Можно было бы написать отдельную повесть об этой четко осуществленной экспроприации и о дальнейших, связанных с ней перипетиях. Каждый исполнял свою задачу, свою часть операции. Забрать уйму денег среди дня. Донести их, пока товарищи ведут стрельбу, вся и всех на несколько минут парализовавшую, к заряженному рысаками фаэтону за углом. Примчаться к неприметному дому на окраине. Сложить там добычу в чемодан, тотчас же подхваченный рукой сподвижника, который спокойнейшим шагом выходит с багажом на улицу, переправляет деньги еще в другую тайную квартиру. Сесть с чемоданом на поезд — это было поручено Каурову, — сесть, когда каждого пассажира щупают взгляды агентов жандармского и сыскного отделения. Доехать в Петербург, опять-таки ежеминутно ожидая, не вонзится ли в тебя глаз сыщика.
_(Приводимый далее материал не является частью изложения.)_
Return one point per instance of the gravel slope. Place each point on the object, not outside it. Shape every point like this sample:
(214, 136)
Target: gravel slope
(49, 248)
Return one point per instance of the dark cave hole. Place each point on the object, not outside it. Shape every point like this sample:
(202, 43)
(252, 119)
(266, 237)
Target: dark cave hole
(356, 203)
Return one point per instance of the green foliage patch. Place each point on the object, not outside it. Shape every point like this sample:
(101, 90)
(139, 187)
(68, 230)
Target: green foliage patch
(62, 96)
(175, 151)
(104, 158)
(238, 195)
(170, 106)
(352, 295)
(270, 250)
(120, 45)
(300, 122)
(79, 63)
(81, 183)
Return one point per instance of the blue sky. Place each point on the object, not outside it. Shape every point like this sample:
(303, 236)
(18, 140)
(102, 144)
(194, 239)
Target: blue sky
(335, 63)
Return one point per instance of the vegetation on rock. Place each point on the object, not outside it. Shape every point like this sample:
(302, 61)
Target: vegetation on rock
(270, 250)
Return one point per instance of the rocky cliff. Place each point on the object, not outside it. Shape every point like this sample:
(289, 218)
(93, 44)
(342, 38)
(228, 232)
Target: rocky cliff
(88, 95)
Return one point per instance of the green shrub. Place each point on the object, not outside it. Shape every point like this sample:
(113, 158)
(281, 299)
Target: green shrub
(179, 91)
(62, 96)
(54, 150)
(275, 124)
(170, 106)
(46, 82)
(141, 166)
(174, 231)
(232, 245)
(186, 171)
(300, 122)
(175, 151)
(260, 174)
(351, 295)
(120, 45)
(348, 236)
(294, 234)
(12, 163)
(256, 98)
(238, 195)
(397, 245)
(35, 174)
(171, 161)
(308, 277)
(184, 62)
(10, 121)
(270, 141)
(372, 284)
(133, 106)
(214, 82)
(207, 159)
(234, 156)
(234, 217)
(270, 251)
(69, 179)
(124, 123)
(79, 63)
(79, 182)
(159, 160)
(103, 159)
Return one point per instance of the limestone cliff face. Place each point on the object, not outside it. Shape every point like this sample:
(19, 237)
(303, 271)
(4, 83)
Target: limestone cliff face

Предаться в вагоне вместе со спутником-другом карточной азартной игре в компании двух столичных блестящих офицеров-кавалергардов, игре, для которой служил столом тот же заветный чемодан. Продуться, лишиться тридцати рублей, ничего не смысля в картах. Хорошо еще, что умелец друг отыграл уплывшие деньжата, а то пришлось бы, располагая сотней тысяч, подголадывать. («Воротничка себе не купили на эти сто тысяч», рассказывал впоследствии Кауров). Благополучное прибытие в Питер. Свидание с элегантным, высокого ранга инженером, российским представителем фирмы «Сименс-Шуккерт», большевиком Леонидом Красиным. Ворочавший по доверенности фирмы миллионными вложениями, свой человек в банках, он почти небрежно, безбоязненно внес в банк сто тысяч наличными. Никому и не взбрело проверять номера кредиток, что сдал известнейший, великолепный, с пахнущей духами небольшой бородкой инженер.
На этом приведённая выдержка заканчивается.